SigEp has indefinitely suspended its University of Mississippi Chapter and asked that the chapter cease all operations. The Fraternity staff is working with chapter and alumni-volunteer leadership to conduct an internal investigation.

Earlier Friday, the University Police Department identified three suspects involved in hanging a noose around the James Meredith statue on campus, but the district attorney says, so far, the act does not appear to be criminal.

According to WMC-TV in Memphis, District Attorney Ben Creekmore said late Friday morning that investigators and prosecutors have looked into several misdemeanors as possible charges, but he said because the statue was not physically damaged, and the suspects did not appear to be trespassing, his office would likely not be in a position to bring criminal charges against the suspects.

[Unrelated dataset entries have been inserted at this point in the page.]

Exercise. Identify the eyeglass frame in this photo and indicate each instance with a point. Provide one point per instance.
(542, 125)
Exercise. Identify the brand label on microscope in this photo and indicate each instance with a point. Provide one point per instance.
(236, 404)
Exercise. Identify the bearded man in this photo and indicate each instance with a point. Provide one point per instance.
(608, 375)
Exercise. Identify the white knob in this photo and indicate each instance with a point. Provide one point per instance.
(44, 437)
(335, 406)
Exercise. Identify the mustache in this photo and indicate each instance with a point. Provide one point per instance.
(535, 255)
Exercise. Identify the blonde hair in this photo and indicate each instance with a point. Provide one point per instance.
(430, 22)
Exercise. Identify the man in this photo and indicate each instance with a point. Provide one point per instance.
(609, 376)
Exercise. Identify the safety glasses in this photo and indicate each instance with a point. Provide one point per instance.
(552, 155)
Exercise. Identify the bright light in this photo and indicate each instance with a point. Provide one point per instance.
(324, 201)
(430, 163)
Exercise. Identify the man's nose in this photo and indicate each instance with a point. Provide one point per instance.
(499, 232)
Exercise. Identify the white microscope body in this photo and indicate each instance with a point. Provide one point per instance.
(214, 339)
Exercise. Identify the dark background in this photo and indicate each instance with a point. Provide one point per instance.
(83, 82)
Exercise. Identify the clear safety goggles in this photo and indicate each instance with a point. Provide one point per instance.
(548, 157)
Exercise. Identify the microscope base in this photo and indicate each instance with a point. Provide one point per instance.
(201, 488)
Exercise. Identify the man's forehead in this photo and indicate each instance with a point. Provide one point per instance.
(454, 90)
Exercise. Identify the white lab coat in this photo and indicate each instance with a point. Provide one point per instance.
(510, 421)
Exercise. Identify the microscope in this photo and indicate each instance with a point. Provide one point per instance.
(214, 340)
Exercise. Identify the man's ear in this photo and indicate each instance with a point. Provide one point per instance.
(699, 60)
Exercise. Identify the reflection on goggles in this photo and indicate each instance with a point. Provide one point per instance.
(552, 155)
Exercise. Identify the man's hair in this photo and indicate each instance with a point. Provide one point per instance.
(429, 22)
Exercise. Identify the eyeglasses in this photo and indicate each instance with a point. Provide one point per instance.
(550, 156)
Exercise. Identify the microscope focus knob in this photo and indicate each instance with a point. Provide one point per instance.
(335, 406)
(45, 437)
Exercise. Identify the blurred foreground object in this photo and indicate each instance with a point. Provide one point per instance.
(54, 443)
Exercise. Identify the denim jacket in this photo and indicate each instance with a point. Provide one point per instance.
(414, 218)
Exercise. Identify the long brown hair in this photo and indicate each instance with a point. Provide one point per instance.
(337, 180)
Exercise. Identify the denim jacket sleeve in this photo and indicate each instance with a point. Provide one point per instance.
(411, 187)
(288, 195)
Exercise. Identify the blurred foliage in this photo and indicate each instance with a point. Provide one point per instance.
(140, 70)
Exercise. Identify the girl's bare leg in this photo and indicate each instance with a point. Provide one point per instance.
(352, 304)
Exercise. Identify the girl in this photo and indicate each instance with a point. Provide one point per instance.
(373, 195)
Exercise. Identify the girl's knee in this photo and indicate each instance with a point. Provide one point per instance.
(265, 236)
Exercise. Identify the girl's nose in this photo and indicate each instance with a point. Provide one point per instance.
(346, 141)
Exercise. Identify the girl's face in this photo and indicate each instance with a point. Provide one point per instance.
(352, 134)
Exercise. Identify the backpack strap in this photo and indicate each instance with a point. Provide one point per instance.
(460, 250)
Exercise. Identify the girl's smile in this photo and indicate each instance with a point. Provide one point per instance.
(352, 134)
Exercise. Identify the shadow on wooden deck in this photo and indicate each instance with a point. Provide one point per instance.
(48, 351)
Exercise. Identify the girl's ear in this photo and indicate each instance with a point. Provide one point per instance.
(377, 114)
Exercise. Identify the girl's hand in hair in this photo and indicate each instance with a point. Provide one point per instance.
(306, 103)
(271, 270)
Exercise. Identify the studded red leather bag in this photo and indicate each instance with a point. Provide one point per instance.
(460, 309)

He did add that he felt the act was despicable and that federal investigators could opt to bring charges if they saw fit.

Ole Miss can discipline the students if they are found to be involved through the school's judiciary process.

The three 19-year-old white male freshmen from Georgia were declining through their attorneys late Thursday to be questioned by University police regarding the vandalism Sunday morning of the University of Mississippi's James Meredith statue, according to the University Chief of Police, Calvin Sellers.

Sellers said the UPD had gathered enough evidence by late Wednesday to bring charges through the student judicial process against two of the students, and both state and federal authorities were working in close coordination to determine whether criminal charges were applicable.

University police worked through an advisor to the students and arranged a meeting for Thursday morning, Sellers said, but the students did not appear as promised. As UPD were attempting to locate the two students late Thursday, they became aware of an Oxford attorney who was representing one of the students, which then led to information that three students had retained legal counsel.

Two of the students were those being sought by University police, but all three names had been prominent in the investigation, according to Sellers. He said the attorneys declined to make their clients available for questioning without an arrest warrant.

Sellers and University of Mississippi Chief of Staff and General Counsel Lee Tyner said they believe sufficient evidence exists to bring criminal charges against the suspects and pledged to provide whatever support is needed for state and federal authorities to issue warrants and pursue legal measures to the full extent of the law. The student judicial process would call on the students to respond but can proceed without their cooperation, Tyner said. The Family Educational Rights and Privacy Act (FERPA) does not permit the university to release the names of the students unless criminal charges are filed.